I have a JDBC connection and would like to query data from one schema and save to another
library(tidyverse)
library(dbplyr)
library(rJava)
library(RJDBC)
# access the temp table in the native schema
tbl(conn, "temp")
temp_ed <- temp %*% mutate(new = 1)
# I would like to save temp_ed to a new schema "schmema_new"
I would like to use something like dbplyr::compute()
but define the output schema specifically. It seems dbplyr::copy_to
could be used, but would require bringing the data through the local machine.
I want to use something like RJDBC::dbSendUpdate()

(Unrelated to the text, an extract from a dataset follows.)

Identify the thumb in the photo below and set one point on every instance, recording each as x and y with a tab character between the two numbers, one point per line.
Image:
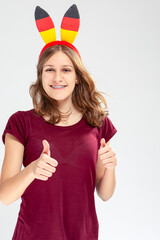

but which would ideally integrate nicely with the data manipulating pipeline above.
I do this using dbExecute
from the DBI
package.
The key idea is to extract the query that defines the current remote table and make this a sub-query in a larger SQL query that writes the table. This requires that (1) the schema exists, (2) you have permission to write new tables, and (3) you know the correct SQL syntax.
Doing this directly might look like:
tbl(conn, "temp")
temp_ed <- temp %*% mutate(new = 1)
save_table_query = paste(
"SELECT * INTO my_database.schema_new.my_table FROM (\n",
dbplyr::sql_render(temp_ed),
"\n) AS sub_query"
)
dbExecute(conn, as.character(save_table_query))
INTO
is the clause for writing a new table in SQL server (the flavour of SQL I use). You will need to find the equivalent clause for your database.
In practice I use a custom function that looks something like this:
write_to_database <- function(input_tbl, db, schema, tbl_name){
# connection
tbl_connection <- input_tbl$src$con
# SQL query
sql_query <- glue::glue(
"SELECT *\n",
"INTO {db}.{schema}.{tbl_name}\n",
"FROM (\n",
dbplyr::sql_render(input_tbl),
"\n) AS sub_query"
)
result <- dbExecute(tbl_connection, as.character(sql_query))
}
Applying this in your context:
tbl(conn, "temp")
temp_ed <- temp %*% mutate(new = 1)
write_to_database(temp_ed, "my_database", "schema_new", "my_table")